Record-label boss Lucian Grainge – a voice of reason – had already told Mitch Winehouse and Raye Cosbert that he didn’t want Amy performing live until she was well. Mitch, who had effectively become part of his daughter’s management team, makes it clear in his book that he clashed with Grainge about this issue in a ‘heated’ conversation. It was the summer festival season, and Cosbert had bookings lined up. Although Mitch writes that Cosbert was himself worried about Amy performing, she played several festival shows that summer, though she sometimes looked shaky and seemed reluctant to perform. Mitch writes that Cosbert had to ‘persuade’ her to sing at the V Festival in August. Typically, Amy arrived late. Her band was already onstage when her Range Rover pulled up. Amy had got into the habit of changing into her stage clothes in the car while the band played her intro. She would join them at the last minute. There was a crisis at one festival when Amy got out of the car and wandered off in the wrong direction. ‘So we’d already been given the signal to start, and we were literally on stage playing this intro for [what] felt like an hour,’ says Troy Miller. The crowd booed and threw things. ‘I had a bottle of piss thrown at the drums … [But] we loved her. And the thing that we had was the hope that she’d get better, really, and we always clung to that.’
Amy had always been a nervous performer. Now she seemed to have lost her nerve completely. Just as she had once avoided going to school, she now employed a variety of childish stratagems to get out of touring, including hiding from her manager.
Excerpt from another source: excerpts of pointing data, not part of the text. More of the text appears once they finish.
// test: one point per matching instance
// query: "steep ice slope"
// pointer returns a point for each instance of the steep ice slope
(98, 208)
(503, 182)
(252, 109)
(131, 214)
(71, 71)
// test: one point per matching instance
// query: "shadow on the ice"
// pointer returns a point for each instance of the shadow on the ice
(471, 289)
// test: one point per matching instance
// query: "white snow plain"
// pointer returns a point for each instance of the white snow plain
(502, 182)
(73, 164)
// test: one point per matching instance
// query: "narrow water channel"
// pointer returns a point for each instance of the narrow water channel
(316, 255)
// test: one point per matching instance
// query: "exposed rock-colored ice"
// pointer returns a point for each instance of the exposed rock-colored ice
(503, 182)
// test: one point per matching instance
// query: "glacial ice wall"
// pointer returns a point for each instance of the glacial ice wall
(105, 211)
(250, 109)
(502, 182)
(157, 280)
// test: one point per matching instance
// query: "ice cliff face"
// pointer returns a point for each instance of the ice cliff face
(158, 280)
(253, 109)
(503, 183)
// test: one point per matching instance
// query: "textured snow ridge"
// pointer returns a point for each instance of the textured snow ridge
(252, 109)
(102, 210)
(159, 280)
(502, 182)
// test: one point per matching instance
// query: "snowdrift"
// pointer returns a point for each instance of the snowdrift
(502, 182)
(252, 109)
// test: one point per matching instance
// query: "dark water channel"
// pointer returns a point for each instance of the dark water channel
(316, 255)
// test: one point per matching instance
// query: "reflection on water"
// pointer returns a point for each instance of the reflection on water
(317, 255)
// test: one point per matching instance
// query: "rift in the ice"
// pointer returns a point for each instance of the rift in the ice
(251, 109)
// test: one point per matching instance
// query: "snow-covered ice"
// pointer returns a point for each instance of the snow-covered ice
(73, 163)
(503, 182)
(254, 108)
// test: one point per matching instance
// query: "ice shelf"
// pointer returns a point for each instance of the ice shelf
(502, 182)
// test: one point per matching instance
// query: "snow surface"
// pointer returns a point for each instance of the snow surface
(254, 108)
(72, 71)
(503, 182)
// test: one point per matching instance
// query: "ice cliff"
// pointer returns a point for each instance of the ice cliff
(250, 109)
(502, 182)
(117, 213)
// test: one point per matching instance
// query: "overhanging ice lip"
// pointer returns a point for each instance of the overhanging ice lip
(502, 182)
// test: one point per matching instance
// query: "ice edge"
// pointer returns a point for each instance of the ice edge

‘Quite often when Raye would be trying to track her down, and she was supposed to be picked up, she’d be hiding in our flat. She’d be hiding in my bed, or hiding in the toilet, not wanting to go on tour,’ says Doug Charles-Ridler, landlord of the Hawley Arms in Camden Town, which had become Amy’s favourite pub. ‘Raye would come down and I’d just go, “Yeah, she’s here. Give me five minutes. I’ll sort her out.”… Amy would say, “Oh, I gotta change …” like, delaying tactics all the time, and then she’d l
ock herself in our toilet. We’d be, like, “Amy [coaxing voice]? You’ve gotta go.” And she’d be, like, “I’m just changing, I’m just changing.” And then she would do, like, her eye makeup – she used to take hours – and I’d be, like, “Raye, she’s coming …” It was really difficult. She was like a friend, whereas I was friends with Raye as well. So it was a real difficult situation, because I wanted to always make sure Amy was OK. And also Raye is quite an imposing guy.’
In recent months Amy had befriended a child singer from south London named Dionne Bromfield. Amy referred to Dionne as her goddaughter though she wasn’t in the religious sense. Rather, Amy had decided to mentor the girl, who was signed to Amy’s record label. Amy relaxed with Dionne, giggling with her as if she was a child, too. The relationship was part sisterly, part maternal, Amy deriving pleasure from Dionne’s youth and innocence, which contrasted with her debased and wretched self.
In September 2008 twelve-year-old Dionne was hired to sing at the Berkeley Square Summer Ball where Amy’s friends from the Ten Room, Patrick Alan and John Altman, were also due to perform. Amy agreed to make a guest appearance with them all. The Berkeley Square Ball is a grand annual event in Mayfair, held beneath the square’s plane trees, with many wealthy and well-known people attending in evening dress, including Kate and Pippa Middleton in 2008. The dinner menu was by Marco Pierre White, and after dinner there was music and dancing.